Nothing in your art is unwarranted, so, is there an explanation for the bright colours as well?
Yes. The colour palette I usually use is blue, red, orange, and yellow; the same you’d find at a port or when entering a mine, machines are painted in colours that can be seen in the dark. In the case of the Tunnel Boring Machines for this Biennale, I have also worked with colour ranges related to the instructional panels at natural science museums; for example, the yellow one corresponds to the educational displays to explain different strata in the Earth’s crust.

“I think that, to make art, you need to be really honest with yourself, and that always takes a lot of courage”

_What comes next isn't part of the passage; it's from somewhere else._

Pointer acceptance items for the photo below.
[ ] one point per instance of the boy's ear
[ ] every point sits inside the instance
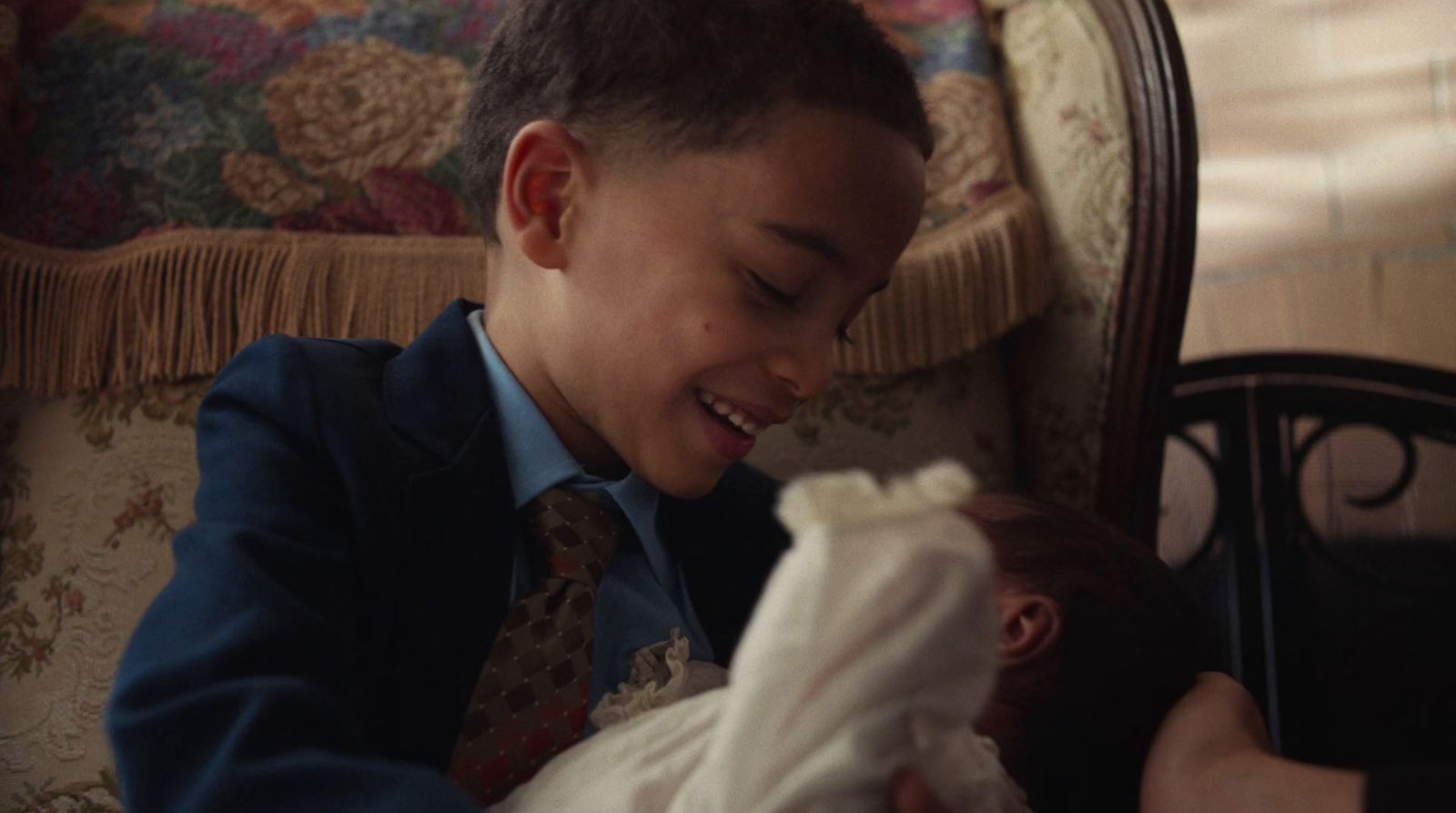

Why is a large part of your work interested in tunnels?
They are isolated places, also psychologically, which are related to those bodily tunnels that often don’t respond to our own thoughts. Thoughts are always so abstract in contrast to our physical anatomies! That’s at the foundation of my work, and it’s all related to my multicultural heritage.

In which sense?
Culture shocks, speaking different languages that aren’t always learnt or spoken properly, for example. That is also at the core of my interest in representing the speech anatomy and muscles in some of my work. That anatomy does not always correspond to our own thought, and it turns communication between each other into one big misunderstanding. [Teresa speaks the Arabic she learnt from her mother, but she can’t read or write it. That’s where her tendency to artistically delve into the theme of speech comes from].

Artistic research, creation, and contemporary thought, are they three intensely intertwined forces?
For me, they are one and the same. Making art is looking at the world intensely. Therefore, it means being immersed in it and investigating it. And these research avenues can be really diverse. In any case, in the end, it’s all related to how you perceive and act on the world you live in.

You once said that art makes you braver. In which aspects of life do you need that courage?
I think that, to make art, you need to be really honest with yourself, and that always takes a lot of courage. You have to be brave enough to take the plunge with the large projects we make, to have the energy to make them, and not be afraid of what could come next.

“If an artist wants an international career, they must be consistent and be open to any opportunity abroad”

You’re also not afraid of international exposure. In fact, you’re an example of young Spanish talent with recognition abroad.
Yes, and I’ve always earnt that international exposure from Madrid. If an artist wants an international career, they must be consistent and be open to any opportunity abroad. The important thing is to make a sustained effort

And, finally, when making art, when do you feel the freest?
I’m not sure if it’s the freest, but one of the most intense, and perhaps most inexplainable, is when you associate ideas. These ideas can come from many different places: from a serious and lengthy research process to a news article in a newspaper, to something I see on the street. In that association of ideas, I suddenly sense “something” with profound meaning. That’s the best part about my job.